The bill also effectively prohibits doctors from providing puberty suppressants or referrals to other health care providers for treatment.
The Republican governor rejected the bill and called it “a vast government overkill.”
However, the state’s Republican-controlled House of Representatives and Senate rejected him.
The bill faces a lot of opposition from groups, including the American Academy of Pediatrics, and states that the law blocks critical medical care for transgender adolescents and increases the already high risk of suicide.
The American Civil Liberties Union (ACLU) said the bill would “push families, doctors and businesses out of state and send a terribly tragic message to feared transgender youth,” preparing for the proceedings. He said he was. ..
“Today is a sad day for Arkansas, but the fight isn’t over. We’ve been in it for a long time,” Holly Dixon, Arkansas ACLU Secretary-General, said in a statement.
Problems beyond Arkansas
Shrai Popat, BBC News, Washington DC
Over the past few weeks, Arkansas has played legislative table tennis games and balanced gender-verifying care. Today, the state is the first state to ban doctors from providing sex-verifying medical care to transgender youth. Medical experts say this is likely to have disastrous consequences for transgender youth, especially mental health.

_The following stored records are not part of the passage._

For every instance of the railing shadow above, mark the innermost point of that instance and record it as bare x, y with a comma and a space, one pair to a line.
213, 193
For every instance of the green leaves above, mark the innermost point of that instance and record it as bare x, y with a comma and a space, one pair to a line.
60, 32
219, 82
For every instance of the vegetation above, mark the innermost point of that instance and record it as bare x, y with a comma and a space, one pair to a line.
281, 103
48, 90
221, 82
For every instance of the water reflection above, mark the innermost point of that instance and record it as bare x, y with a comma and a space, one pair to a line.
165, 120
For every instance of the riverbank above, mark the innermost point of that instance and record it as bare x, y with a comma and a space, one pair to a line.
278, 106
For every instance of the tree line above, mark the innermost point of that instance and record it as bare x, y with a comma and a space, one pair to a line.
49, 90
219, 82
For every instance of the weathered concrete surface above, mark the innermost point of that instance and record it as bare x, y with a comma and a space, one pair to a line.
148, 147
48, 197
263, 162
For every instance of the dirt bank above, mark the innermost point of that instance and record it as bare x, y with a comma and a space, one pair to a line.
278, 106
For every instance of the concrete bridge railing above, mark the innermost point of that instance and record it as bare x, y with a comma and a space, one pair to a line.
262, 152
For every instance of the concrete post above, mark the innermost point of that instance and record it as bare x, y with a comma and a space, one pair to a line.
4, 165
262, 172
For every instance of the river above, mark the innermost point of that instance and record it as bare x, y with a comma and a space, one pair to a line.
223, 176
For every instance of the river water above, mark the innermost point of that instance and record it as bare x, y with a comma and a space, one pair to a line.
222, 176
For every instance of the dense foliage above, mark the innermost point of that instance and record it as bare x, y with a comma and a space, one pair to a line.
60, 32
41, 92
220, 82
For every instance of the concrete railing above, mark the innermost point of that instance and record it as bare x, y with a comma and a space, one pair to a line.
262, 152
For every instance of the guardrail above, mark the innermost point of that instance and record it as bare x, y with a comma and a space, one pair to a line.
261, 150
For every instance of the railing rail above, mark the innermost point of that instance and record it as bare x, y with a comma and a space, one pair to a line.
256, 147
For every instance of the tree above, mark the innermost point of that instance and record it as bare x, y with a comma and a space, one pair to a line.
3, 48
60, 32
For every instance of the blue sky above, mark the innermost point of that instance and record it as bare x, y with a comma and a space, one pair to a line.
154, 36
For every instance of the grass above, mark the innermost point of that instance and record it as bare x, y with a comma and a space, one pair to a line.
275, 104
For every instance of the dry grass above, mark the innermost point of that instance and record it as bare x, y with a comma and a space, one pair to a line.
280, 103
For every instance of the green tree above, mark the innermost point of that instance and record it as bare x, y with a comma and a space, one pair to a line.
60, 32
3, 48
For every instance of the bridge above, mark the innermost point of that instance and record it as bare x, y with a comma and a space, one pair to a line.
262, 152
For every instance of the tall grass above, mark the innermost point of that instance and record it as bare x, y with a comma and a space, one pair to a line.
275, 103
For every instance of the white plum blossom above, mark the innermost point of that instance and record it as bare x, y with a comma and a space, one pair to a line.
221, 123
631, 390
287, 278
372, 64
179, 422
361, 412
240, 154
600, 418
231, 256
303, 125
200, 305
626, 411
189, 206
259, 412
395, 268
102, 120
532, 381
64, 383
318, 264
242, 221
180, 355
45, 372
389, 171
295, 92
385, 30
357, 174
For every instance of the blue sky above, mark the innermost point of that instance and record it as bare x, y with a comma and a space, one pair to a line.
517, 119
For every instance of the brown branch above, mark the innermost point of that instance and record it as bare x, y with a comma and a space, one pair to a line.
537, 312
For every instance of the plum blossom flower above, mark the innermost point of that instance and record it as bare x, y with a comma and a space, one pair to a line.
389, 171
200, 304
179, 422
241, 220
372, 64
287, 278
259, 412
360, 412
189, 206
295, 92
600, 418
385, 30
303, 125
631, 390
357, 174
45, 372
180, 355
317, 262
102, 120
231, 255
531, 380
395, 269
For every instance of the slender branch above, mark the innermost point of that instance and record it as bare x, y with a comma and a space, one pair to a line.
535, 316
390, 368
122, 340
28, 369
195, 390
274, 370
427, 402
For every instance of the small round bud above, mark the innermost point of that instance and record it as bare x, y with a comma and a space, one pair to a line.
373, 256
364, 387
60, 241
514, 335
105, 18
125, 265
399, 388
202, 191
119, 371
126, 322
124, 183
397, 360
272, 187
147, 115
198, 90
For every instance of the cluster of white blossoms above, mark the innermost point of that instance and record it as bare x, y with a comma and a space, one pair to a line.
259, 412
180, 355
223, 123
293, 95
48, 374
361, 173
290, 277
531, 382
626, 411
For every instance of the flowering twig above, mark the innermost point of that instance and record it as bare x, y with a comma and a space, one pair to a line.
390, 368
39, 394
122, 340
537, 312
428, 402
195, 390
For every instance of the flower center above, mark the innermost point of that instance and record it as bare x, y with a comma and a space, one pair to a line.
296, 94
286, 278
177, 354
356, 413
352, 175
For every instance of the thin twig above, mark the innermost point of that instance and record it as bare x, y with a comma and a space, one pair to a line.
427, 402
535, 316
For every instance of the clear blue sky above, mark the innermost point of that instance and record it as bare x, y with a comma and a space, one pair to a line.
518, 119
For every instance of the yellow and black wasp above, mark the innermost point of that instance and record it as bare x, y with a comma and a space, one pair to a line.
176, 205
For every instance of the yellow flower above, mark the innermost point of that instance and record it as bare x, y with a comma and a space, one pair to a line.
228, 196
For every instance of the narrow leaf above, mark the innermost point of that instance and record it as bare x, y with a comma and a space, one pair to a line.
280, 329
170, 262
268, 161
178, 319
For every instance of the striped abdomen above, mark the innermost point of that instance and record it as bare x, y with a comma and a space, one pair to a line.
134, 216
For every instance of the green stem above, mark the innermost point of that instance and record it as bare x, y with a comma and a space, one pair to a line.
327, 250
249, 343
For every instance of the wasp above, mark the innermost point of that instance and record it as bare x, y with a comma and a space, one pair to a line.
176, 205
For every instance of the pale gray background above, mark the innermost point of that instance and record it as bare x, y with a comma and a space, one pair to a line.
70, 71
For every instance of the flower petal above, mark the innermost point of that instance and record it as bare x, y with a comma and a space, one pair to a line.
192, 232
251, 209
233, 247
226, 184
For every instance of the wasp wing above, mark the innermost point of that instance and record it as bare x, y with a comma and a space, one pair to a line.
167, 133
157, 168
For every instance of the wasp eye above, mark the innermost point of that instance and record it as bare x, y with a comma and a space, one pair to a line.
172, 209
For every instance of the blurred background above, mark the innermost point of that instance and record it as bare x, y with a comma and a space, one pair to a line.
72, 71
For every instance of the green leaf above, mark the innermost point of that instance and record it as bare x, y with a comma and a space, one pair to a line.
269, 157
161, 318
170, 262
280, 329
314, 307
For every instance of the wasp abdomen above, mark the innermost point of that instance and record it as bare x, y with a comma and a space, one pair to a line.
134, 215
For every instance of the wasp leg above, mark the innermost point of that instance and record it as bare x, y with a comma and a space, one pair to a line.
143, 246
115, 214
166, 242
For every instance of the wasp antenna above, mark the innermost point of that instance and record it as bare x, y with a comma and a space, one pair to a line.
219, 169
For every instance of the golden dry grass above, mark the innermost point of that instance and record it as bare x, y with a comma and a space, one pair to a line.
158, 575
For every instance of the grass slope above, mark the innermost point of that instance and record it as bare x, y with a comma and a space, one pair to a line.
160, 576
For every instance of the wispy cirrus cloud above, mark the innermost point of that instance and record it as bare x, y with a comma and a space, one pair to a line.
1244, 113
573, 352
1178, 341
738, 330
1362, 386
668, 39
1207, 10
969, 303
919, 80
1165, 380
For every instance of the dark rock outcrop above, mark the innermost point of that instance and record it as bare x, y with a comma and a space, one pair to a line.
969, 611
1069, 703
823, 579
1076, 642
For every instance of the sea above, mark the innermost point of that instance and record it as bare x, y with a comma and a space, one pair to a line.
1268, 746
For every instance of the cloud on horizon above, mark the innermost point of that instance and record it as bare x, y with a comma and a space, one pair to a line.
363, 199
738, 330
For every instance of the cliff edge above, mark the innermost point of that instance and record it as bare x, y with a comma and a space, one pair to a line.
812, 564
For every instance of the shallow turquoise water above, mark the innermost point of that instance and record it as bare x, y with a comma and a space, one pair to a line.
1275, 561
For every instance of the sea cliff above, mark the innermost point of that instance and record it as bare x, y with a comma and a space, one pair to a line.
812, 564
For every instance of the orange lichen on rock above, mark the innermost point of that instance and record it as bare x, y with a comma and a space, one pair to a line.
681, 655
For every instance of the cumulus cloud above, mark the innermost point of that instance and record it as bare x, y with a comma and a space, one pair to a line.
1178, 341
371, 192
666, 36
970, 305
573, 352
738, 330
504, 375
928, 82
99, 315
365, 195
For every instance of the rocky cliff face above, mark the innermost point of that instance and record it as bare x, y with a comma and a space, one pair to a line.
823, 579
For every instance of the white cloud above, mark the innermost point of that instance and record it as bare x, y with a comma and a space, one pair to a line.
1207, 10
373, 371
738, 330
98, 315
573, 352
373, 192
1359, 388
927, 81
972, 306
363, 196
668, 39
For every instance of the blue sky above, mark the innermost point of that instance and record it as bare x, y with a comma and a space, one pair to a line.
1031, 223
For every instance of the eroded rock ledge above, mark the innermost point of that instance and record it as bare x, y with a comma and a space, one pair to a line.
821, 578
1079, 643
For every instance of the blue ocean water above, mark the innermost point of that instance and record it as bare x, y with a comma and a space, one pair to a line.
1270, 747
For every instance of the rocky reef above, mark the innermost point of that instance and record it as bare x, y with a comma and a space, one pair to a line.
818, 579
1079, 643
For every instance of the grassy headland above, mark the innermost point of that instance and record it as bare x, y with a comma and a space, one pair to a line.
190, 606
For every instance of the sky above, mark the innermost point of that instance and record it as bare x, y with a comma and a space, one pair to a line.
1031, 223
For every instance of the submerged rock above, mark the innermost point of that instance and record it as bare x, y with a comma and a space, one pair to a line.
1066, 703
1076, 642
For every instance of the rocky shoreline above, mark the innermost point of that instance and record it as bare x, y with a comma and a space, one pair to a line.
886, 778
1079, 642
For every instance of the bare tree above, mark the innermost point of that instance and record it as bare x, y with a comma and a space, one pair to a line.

Dr. Jack Turban, a Fellow of Child and Adolescent Psychiatry at Stanford University School of Medicine, told the BBC that access to trans-use gender-verifying care was “consistently associated with better mental health outcomes.” It was.
He added that many of the political discourses on this care are engulfed in unscientific misinformation that implies that “transgender youth are’confused’or invalid.”
This issue crosses the border of Arkansaw. Transgender children in states like Alabama and Tennessee are awaiting legislators’ decisions on similar legislation. According to Dr. Morissa Ladinsky, an associate professor of pediatrics at the University of Alabama at Birmingham, “expectations, uncertainties, and fears” of losing care for GID “cut off” the resilience of transuse. That is.
Governor Asa Hutchinson called the bill “a product of American culture war.” He argued that it created “a new standard of legislative interference with doctors and parents as they deal with some of the most complex and sensitive issues involving young people.”
Governor Hutchinson’s veto revocation required only a simple majority, but the House of Representatives agreed 72-25 and the Senate 25-8, which passed easily in both chambers.
At least 16 other states are considering similar legislation.
Proponents of the bill, almost all Republicans, say they want to protect their children from life-changing procedures that they later regret. They also point to the side effects of adolescent inhibitors and cross-sex hormones, citing occasional cases where transgender people overturn transition decisions.
However, according to experts, each step is based on the consultation of a doctor, therapist or social worker and is often done over a long period of time.